There's even formal Sunday dinner, where you're supposed to get out of muddy science clothes and dress nice. In the officer's dining hall, food and wine is served by a waitstaff. It's all too easy to forget you're in remote, rarely visited and dangerous waters.
Time on board is punctuated by loudspeaker announcements from the bridge, always in French first followed by English. (The Amundsen's home port is Quebec City.) One of the most common is a warning not to smoke outside, because the helicopter is refueling – followed by a subsequent announcement when the refueling is done and smoking can resume.
Rarer, and far more anticipated, announcements alert all on board to the sighting of a polar bear or walrus perched on the ice. So far we have seen several – including a bear whose enormous head protruded from the water between ice floes as it swam in place and seemed to be bathing.

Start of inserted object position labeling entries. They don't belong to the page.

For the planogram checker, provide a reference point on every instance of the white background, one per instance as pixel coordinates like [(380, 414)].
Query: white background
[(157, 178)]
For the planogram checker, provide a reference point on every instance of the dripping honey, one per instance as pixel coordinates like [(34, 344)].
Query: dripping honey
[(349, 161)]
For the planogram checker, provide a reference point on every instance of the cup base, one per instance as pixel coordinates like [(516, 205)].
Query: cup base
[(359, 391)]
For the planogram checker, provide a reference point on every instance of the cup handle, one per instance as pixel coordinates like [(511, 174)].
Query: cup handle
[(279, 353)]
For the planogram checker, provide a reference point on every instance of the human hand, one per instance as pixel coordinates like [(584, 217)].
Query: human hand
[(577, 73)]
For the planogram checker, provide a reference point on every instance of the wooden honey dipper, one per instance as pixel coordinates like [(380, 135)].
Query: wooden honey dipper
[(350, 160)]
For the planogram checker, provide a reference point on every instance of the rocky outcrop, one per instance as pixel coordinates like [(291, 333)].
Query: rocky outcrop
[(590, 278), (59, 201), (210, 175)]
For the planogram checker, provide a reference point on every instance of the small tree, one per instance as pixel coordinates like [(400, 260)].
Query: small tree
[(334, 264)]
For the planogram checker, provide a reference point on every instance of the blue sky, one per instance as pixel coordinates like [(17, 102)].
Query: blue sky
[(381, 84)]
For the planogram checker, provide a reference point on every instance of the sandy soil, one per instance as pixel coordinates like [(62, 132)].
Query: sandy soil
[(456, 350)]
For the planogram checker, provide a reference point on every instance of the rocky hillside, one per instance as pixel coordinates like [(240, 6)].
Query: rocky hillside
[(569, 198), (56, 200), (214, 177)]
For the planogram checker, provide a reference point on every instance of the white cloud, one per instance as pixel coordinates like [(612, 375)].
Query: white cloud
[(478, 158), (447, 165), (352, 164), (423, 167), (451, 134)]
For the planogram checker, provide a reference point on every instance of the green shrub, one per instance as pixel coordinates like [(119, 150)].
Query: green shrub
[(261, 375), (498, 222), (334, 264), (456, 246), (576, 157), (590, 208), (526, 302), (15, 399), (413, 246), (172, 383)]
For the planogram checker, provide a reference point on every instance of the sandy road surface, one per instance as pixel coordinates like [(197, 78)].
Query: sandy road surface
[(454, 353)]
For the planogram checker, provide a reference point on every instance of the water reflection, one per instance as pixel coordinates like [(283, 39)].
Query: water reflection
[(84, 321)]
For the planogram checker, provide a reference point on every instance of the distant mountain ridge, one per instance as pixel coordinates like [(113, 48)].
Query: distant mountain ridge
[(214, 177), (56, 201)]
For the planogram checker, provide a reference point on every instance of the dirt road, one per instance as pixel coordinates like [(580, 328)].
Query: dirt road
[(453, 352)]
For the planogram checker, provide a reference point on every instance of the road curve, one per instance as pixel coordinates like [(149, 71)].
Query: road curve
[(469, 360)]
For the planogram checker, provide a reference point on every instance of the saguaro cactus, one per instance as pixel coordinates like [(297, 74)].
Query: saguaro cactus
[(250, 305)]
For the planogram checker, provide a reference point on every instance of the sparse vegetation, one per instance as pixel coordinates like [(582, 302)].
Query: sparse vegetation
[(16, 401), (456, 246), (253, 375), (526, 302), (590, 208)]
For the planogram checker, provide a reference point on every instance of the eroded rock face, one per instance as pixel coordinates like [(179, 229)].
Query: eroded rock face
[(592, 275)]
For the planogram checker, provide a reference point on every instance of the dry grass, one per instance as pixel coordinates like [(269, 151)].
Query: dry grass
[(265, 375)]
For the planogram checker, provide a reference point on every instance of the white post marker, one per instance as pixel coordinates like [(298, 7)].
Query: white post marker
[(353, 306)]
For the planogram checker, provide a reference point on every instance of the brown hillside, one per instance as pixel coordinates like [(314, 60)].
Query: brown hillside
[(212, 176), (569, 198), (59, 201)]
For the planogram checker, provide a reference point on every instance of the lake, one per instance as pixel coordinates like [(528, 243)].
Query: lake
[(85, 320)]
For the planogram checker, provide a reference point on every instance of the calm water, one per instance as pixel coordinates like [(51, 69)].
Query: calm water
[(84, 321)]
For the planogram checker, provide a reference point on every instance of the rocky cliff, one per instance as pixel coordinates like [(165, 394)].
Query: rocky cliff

Sleeping on board is in bunks, two to a cabin – and often done despite the steady chirping sound of the echo sounder, which is busy measuring the ocean floor and sediments beneath the ship through the use of sound waves. You get used to it, or you find earplugs.
The ship's dramatic shaking at night as it crushes through thick ice is ultimately a bit more unnerving. But the consolation is remembering that you're on a vessel designed for just this – and one that goes out to rescue other ships that get in trouble in these waters.
A successful scientific cruise, Lizotte said, can be measured in many ways. It could be gauged by how many research stops are actually completed – but some are inevitably thwarted by the ice.
"But there's also the human side of things, when you get off the ship and people are like, 'I'll call you,' and we'll meet and we have a beer," she said. "We've developed bonds, and we meet after these cruises. I think that's also a measure of success."